An undated portrait of Nelly Ptashkina in the Russian-language edition of her diary. (British Library 010795.b.50.)
Nelly flits between astutely describing and reflecting on the political situation and relating her girlish and adolescent thoughts, interests and dreams, the latter giving away the fact she was only 15 when she began this diary in 1918. She is conscious of the gravity of the events unfolding around her and writes of her wish to record them:
Truly we are going through a terrible, terrible time … It would be a good thing to collect the newspapers, but that is impossible as we move from place to place; at least I have my diary. (29 January 1918)
While Nelly’s diary offers a fascinating glimpse into the life of a young girl during a period of immense change and upheaval, there is a tragic story attached to its publication. In July 1920, just days after passing her Baccalaureat examination at the Paris Sorbonne, Nelly slipped while walking by the Le Dard waterfall in Chamonix and fell to her death. She was just 17 years old. Two years previously, Nelly had written about a sudden premonition she had had of her coming death:
I love to stand at the edge of an abyss, at the very edge, so that a single movement—,
and … to-day, stepping closer to the brink of a precipice, although not so deep as I should have wished, the thought came into my mind that some day I should die thus, crashing headlong into the chasm… (20 October 1918)

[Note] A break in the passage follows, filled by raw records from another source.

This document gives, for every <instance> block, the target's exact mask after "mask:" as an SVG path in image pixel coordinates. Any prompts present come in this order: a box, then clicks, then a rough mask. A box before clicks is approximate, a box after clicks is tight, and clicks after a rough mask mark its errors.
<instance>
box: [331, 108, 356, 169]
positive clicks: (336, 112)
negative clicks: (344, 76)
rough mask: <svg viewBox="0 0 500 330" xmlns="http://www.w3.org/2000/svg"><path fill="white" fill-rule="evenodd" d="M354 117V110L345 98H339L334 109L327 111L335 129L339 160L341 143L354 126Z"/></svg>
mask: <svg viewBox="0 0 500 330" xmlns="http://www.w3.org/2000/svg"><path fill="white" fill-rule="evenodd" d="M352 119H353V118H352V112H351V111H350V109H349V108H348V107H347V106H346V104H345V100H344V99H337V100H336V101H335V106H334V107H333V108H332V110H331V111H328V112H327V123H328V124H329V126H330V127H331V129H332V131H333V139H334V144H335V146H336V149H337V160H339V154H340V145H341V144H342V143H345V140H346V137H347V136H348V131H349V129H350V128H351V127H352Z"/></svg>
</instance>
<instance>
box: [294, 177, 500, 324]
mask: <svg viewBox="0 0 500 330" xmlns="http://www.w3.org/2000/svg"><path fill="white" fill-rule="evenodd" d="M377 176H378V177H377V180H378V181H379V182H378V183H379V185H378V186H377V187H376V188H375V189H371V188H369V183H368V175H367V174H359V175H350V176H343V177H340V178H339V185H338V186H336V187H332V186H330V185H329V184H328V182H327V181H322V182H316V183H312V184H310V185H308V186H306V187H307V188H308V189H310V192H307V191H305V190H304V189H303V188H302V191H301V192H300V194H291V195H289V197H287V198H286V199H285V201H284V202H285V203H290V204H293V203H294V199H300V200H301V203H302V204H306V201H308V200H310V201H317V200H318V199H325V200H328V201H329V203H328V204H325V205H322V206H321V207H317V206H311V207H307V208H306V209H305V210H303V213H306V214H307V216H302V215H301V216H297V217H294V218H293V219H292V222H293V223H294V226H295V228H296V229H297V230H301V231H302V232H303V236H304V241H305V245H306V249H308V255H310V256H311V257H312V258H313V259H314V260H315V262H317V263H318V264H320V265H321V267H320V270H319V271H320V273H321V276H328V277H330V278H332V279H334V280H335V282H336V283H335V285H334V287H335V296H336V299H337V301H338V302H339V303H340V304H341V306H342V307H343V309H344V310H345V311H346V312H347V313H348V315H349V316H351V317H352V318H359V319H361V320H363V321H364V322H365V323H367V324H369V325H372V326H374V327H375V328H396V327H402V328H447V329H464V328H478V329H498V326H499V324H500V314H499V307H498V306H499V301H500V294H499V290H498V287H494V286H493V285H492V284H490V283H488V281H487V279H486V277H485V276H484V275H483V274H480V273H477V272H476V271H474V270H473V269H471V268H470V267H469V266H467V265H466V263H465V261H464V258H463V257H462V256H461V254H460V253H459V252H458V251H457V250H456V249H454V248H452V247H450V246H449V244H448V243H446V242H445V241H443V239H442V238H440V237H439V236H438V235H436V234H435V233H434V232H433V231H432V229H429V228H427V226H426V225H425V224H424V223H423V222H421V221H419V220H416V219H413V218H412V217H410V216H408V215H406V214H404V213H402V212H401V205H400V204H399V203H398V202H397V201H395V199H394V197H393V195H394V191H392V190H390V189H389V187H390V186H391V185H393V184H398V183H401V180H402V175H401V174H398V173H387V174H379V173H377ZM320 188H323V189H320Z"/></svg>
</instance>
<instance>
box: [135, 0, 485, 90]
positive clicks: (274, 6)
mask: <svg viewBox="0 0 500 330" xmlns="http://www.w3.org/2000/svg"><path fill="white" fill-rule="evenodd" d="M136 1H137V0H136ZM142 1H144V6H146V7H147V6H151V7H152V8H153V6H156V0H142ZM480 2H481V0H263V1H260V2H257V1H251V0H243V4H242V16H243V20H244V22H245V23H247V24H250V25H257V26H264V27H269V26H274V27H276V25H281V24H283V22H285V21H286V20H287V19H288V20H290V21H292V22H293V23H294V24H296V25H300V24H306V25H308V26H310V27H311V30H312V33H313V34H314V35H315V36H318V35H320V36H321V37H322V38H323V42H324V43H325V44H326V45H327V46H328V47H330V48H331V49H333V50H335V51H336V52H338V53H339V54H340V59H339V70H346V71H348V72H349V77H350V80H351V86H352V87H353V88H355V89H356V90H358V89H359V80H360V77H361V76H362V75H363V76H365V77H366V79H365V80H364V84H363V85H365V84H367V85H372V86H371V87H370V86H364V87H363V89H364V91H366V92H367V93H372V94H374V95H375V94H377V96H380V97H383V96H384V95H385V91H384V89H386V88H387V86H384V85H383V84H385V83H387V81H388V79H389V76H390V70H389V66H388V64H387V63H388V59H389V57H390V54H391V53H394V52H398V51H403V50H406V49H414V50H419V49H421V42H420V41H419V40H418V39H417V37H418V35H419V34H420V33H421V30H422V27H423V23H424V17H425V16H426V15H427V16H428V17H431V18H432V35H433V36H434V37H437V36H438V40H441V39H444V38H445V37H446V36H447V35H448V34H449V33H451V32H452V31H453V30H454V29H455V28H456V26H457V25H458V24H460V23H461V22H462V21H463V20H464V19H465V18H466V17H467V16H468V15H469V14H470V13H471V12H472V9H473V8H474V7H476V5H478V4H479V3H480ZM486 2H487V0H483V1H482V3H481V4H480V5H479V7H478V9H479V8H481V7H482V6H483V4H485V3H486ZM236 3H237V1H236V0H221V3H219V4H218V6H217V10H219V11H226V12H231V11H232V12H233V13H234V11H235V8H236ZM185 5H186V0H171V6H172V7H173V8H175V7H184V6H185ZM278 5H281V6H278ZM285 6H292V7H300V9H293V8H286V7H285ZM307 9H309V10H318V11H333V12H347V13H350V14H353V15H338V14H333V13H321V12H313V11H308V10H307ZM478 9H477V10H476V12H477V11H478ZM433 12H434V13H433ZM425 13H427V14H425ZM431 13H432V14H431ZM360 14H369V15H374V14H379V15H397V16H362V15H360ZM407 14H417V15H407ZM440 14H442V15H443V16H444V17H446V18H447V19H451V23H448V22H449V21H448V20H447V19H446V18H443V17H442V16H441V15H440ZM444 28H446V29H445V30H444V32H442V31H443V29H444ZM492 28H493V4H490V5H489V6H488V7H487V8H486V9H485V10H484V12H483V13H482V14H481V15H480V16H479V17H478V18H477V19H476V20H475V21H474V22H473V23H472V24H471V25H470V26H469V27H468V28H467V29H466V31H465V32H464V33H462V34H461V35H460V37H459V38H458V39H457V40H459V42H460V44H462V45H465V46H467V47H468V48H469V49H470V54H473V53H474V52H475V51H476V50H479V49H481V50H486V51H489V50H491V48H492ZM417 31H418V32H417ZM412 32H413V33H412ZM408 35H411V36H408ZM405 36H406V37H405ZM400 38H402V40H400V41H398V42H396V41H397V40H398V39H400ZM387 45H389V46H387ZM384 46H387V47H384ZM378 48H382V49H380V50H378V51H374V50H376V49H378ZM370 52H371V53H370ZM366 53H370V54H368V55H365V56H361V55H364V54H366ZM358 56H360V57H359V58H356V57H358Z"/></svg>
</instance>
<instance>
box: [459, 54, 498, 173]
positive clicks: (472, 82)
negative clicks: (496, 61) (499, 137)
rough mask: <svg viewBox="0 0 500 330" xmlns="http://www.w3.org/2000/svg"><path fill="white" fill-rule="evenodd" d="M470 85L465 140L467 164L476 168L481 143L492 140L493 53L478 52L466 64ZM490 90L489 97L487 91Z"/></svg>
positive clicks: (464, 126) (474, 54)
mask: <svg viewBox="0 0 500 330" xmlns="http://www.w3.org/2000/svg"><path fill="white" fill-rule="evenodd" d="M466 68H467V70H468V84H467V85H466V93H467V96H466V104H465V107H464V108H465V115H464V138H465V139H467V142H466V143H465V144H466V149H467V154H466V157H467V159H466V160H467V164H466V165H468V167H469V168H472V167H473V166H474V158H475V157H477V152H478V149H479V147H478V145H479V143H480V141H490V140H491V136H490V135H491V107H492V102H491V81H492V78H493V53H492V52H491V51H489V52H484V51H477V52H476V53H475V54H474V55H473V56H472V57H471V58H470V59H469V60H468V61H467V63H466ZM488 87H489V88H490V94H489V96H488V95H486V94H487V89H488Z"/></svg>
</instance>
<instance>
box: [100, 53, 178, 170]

Yet Nelly’s diary is also full of her hopes and dreams for the future, making her untimely death all the more tragic. Nelly’s mother decided to publish her daughter’s diary in Paris in 1922 to preserve her memory and so that others could ‘appreciate the tender unfolding of a soul’. The publication of Nelly’s diary is not only a tribute to a sensitive and talented young writer, but it also serves as a reminder of the experience of countless children during the revolution and civil war.
Katie McElvanney, CDA PhD student
References
Ptashkina, Nelly L’vovna, Dnevnik, 1918-1920, ed. by S. Svatikov (Paris, 1922). 010795.b.50.
Ptashkina, Nelly L’vovna, The Diary of Nelly Ptashkina, trans. by Pauline de Chary (London, 1923). 012591.aa.38.